In re Grand Jury, 214 L. Ed. 2d 329 (U.S. 2023) invited the Supreme Court to answer a recurrent question: when a client confers with an attorney and receives both legal and non-legal advice, and the non-legal advice cannot be distinguished from the legal advice, does the attorney-client privilege protect all of the advice or none of it?
Federal Courts utilize different tests to determine whether an attorney’s dual-purpose communications are shielded from disclosure by the attorney-client privilege. The “primary purpose” test considers whether the primary purpose of the communication is to give or receive legal advice. In re County of Erie, 473 F.3d 413, 420 (2d Cir. 2007).
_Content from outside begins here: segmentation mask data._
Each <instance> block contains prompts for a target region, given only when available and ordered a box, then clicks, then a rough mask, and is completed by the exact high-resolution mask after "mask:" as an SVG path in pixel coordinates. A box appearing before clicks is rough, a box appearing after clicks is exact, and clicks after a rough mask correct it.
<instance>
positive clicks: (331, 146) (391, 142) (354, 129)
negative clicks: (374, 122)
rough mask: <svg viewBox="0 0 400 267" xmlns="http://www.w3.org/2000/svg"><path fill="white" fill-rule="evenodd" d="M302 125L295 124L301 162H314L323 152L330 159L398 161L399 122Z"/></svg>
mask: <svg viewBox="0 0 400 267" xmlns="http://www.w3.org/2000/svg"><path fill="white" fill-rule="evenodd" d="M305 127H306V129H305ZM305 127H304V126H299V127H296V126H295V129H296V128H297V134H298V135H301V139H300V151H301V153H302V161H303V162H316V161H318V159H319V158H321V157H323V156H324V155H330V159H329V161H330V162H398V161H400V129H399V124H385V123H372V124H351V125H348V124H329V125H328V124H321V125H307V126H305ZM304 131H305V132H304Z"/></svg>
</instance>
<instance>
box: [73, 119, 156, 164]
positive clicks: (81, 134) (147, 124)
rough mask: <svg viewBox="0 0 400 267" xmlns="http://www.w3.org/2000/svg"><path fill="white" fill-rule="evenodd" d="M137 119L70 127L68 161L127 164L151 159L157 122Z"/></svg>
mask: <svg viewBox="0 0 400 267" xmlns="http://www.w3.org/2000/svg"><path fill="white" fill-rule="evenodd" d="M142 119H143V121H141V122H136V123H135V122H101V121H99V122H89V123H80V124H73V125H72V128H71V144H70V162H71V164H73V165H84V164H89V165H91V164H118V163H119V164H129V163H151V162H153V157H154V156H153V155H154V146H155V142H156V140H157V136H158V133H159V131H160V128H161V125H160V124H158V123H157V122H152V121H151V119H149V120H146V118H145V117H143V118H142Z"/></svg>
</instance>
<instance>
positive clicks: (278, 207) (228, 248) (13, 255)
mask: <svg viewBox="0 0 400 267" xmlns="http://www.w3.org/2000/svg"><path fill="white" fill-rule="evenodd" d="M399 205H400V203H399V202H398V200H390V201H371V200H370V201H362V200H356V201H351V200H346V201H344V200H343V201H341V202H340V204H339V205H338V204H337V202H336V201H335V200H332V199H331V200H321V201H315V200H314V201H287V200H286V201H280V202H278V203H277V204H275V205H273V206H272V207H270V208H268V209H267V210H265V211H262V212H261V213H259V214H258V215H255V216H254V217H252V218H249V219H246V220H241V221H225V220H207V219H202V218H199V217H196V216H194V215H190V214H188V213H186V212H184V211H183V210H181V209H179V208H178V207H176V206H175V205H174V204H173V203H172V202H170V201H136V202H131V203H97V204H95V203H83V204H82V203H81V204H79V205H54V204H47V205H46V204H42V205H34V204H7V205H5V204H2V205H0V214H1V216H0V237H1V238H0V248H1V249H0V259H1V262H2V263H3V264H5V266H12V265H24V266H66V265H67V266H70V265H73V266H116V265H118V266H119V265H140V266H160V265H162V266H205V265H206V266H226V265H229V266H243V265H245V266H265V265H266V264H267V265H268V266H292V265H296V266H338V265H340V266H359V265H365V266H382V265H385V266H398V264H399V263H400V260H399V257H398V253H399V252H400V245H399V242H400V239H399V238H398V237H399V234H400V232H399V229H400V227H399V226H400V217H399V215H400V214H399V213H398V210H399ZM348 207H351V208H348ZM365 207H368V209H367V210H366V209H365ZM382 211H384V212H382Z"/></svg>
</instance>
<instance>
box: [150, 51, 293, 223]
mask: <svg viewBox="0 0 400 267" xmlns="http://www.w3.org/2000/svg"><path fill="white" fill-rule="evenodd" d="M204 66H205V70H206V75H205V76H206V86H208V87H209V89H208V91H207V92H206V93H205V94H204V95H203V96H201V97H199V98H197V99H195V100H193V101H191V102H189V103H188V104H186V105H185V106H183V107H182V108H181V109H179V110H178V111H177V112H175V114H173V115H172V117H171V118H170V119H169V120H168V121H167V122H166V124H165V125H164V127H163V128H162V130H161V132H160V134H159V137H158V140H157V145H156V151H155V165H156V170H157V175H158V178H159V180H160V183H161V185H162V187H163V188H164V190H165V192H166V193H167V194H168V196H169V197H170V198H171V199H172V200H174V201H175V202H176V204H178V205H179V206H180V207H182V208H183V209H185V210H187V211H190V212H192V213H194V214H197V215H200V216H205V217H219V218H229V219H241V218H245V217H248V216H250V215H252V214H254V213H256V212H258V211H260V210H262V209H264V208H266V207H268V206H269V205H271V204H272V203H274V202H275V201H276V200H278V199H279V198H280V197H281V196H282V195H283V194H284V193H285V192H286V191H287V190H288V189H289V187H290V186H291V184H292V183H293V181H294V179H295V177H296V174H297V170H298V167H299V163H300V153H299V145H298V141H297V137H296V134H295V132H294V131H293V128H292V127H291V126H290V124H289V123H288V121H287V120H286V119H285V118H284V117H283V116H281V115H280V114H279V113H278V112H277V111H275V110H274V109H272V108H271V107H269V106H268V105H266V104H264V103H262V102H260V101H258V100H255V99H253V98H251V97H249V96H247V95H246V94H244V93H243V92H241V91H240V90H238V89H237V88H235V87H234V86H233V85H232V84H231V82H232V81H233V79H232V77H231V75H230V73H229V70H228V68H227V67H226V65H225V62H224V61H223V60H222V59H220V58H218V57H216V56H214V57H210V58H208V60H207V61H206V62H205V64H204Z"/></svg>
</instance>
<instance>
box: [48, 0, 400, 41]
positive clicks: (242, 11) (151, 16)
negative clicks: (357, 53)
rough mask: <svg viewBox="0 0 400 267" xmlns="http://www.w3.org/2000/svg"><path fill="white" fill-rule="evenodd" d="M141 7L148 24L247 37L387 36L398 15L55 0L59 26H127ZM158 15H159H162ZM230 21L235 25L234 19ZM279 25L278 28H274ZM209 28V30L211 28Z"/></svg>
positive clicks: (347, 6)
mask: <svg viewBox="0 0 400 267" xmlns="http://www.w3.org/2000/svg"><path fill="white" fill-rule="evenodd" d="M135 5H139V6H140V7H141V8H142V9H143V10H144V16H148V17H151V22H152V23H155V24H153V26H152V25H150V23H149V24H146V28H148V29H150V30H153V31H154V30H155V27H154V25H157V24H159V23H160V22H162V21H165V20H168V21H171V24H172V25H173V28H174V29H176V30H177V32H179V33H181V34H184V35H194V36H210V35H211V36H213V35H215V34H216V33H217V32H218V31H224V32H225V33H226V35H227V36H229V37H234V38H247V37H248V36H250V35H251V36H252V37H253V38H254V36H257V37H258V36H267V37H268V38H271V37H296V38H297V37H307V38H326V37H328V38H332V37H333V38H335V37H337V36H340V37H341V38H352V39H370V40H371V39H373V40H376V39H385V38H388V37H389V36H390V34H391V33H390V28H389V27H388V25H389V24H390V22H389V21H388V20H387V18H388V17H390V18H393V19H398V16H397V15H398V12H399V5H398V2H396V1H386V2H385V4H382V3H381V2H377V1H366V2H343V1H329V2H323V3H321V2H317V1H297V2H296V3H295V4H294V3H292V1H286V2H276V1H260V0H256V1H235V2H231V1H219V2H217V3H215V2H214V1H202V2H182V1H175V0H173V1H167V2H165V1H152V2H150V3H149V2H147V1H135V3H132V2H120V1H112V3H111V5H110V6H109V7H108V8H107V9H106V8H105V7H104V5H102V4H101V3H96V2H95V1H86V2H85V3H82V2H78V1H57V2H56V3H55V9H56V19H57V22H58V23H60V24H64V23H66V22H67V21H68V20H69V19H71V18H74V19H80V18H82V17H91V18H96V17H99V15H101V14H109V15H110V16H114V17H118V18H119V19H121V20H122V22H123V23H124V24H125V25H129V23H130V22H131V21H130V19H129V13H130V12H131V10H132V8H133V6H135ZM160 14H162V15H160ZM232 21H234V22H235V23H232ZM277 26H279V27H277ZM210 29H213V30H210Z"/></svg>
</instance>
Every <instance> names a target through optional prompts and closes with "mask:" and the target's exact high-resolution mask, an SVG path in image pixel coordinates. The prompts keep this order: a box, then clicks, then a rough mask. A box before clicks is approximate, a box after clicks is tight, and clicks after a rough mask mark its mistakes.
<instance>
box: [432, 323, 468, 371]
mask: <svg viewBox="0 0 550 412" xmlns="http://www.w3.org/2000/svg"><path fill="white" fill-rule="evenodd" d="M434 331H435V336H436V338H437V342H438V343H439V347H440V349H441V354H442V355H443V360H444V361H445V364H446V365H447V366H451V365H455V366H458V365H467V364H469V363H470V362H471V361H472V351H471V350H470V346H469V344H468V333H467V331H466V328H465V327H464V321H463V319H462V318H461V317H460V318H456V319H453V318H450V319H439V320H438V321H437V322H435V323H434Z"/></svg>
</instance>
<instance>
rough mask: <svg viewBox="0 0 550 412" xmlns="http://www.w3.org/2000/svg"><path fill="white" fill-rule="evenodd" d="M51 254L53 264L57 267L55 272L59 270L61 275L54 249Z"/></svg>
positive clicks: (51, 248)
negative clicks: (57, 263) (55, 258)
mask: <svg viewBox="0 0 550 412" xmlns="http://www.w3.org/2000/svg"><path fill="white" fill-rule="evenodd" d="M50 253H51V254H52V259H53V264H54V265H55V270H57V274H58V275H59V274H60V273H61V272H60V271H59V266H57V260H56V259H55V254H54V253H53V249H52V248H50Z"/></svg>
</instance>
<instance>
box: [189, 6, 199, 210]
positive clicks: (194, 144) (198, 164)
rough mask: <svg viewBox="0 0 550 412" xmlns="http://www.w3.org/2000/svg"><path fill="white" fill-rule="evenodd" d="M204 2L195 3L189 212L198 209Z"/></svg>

The broader “because of” test “considers the totality of the circumstances and affords protection when it can fairly be said that the document was created because of anticipated litigation, and would not have been created in substantially similar form but for the prospect of that litigation.” In re Grand Jury Subpoena (Mark Torf/Torf Env't Mgmt.), 357 F.3d 900, 908 (9th Cir. 2004).
In this case, the U.S. District Court for the Central District of California held Appellants (a law firm and a company) in contempt after they failed to comply with grand jury subpoenas related to a criminal investigation. In re Grand Jury, 13 F.4th 710, 714 (9th Cir. 2021). Appellants argued that the district court erred in relying on the "primary purpose" test and should have instead relied on a broader "because of" test. They claimed that the communications were made in anticipation of litigation and therefore should be protected. The district court ruled that certain dual-purpose communications were not privileged because the "primary purpose” of the documents was to obtain tax advice, not legal advice.
After initially granting certiorari, and hearing oral argument, the Supreme Court then reversed course and dismissed the writ of certiorari as “improvidently granted.” That had the effect of permitting the Circuit Court ruling to stand. That falls short, however, of resolving the conflicting standards being applied by courts in different circuits.